ECOM, through subsidiaries including Agroecom and Unicom Commodities in Ghana, purchased nearly 150,000 tonnes of cocoa during the 2023/2024 season, with 68 percent sourced from communities benefiting from support programmes.
Ghana’s cocoa production fell sharply to approximately 336,000 metric tonnes in the 2024/2025 season, down from levels above 600,000 tonnes in earlier years. Weather challenges, ageing tree stock, disease pressures and illegal mining activity have all contributed to the decline.
For the 2025/2026 season, COCOBOD projects a recovery to 650,000 metric tonnes, citing improved weather, rehabilitation programmes and the distribution of free inputs. The forecast is viewed as conservative after previous projections proved overly optimistic.
Global cocoa prices have also retreated from record highs above US$12,000 per tonne in early 2024 to around US$5,100 per tonne. While easing some revenue pressure, the decline has reduced margins available to absorb financing costs during periods of delayed funding.

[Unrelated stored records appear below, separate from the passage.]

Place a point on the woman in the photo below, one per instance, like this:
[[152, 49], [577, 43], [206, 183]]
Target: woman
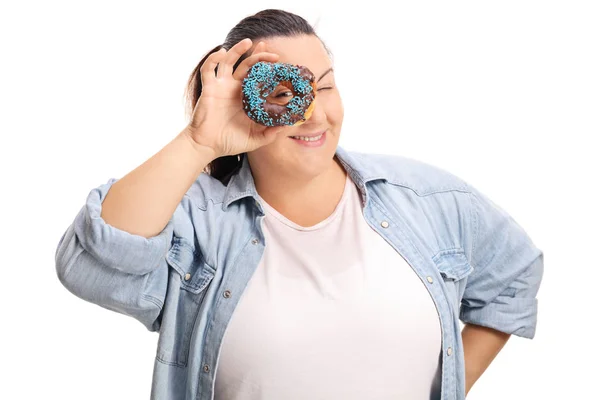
[[348, 272]]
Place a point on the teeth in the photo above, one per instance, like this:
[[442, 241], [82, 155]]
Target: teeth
[[308, 139]]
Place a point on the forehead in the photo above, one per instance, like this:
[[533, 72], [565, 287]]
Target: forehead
[[304, 50]]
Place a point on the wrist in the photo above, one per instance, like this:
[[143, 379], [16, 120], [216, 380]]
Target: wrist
[[207, 153]]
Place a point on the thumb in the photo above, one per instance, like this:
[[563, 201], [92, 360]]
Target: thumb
[[270, 134]]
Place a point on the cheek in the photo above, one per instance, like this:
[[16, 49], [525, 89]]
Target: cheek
[[334, 109]]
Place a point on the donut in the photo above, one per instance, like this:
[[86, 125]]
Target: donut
[[261, 82]]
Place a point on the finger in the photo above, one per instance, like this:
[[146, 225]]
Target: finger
[[226, 66], [242, 70], [267, 136], [207, 71]]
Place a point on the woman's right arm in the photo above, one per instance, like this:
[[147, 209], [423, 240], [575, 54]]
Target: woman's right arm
[[143, 201], [113, 254]]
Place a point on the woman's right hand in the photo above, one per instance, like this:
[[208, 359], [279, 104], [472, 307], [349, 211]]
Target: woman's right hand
[[219, 123]]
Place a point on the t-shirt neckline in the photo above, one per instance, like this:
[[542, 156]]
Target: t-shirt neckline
[[343, 200]]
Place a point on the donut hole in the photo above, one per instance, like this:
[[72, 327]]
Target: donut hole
[[281, 95]]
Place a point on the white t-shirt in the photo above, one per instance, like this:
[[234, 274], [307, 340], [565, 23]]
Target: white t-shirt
[[332, 312]]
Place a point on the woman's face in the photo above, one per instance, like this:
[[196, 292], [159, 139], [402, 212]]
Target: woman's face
[[296, 157]]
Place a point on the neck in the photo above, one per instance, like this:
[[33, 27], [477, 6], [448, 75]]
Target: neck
[[305, 201]]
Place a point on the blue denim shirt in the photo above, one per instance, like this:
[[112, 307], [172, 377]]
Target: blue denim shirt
[[477, 263]]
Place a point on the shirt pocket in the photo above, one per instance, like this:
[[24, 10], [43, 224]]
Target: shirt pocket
[[189, 279], [454, 268]]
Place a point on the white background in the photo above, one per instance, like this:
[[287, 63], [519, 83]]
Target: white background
[[505, 95]]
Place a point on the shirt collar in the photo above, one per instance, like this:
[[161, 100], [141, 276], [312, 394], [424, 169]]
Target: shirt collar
[[242, 183]]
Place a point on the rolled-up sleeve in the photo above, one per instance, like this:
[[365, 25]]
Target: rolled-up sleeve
[[112, 268], [501, 291]]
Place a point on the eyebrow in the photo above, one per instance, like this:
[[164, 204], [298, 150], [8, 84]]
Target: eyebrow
[[325, 73]]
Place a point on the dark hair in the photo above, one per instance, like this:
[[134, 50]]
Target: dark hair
[[262, 25]]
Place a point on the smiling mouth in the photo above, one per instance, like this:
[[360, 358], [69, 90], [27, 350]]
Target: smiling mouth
[[310, 137]]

Ghana announced a producer price of US$5,040 per tonne for the 2025/2026 season, representing 70 percent of the Free On Board value at the time. With global prices now trading below that level, COCOBOD faces added financial strain.
The financing gap reflects broader challenges facing COCOBOD, including difficulty securing syndicated loans amid concerns about Ghana’s debt sustainability and cocoa sector volatility. While IFC’s intervention provides critical short-term relief, it cannot permanently replace a functioning sector financing framework.
Parliament is expected to consider amendments to the Ghana Cocoa Board Act aimed at improving financial discipline and refocusing COCOBOD on its core mandate. Successful reforms could restore lender confidence and reduce reliance on emergency financing.
For now, the coordinated effort involving IFC, the Bank of Ghana, the Ministry of Finance and local banks is ensuring that cocoa purchasing continues during critical harvest months. Maintaining that coordination while addressing the root causes of financing delays remains the central challenge for Ghana’s cocoa sector going forward.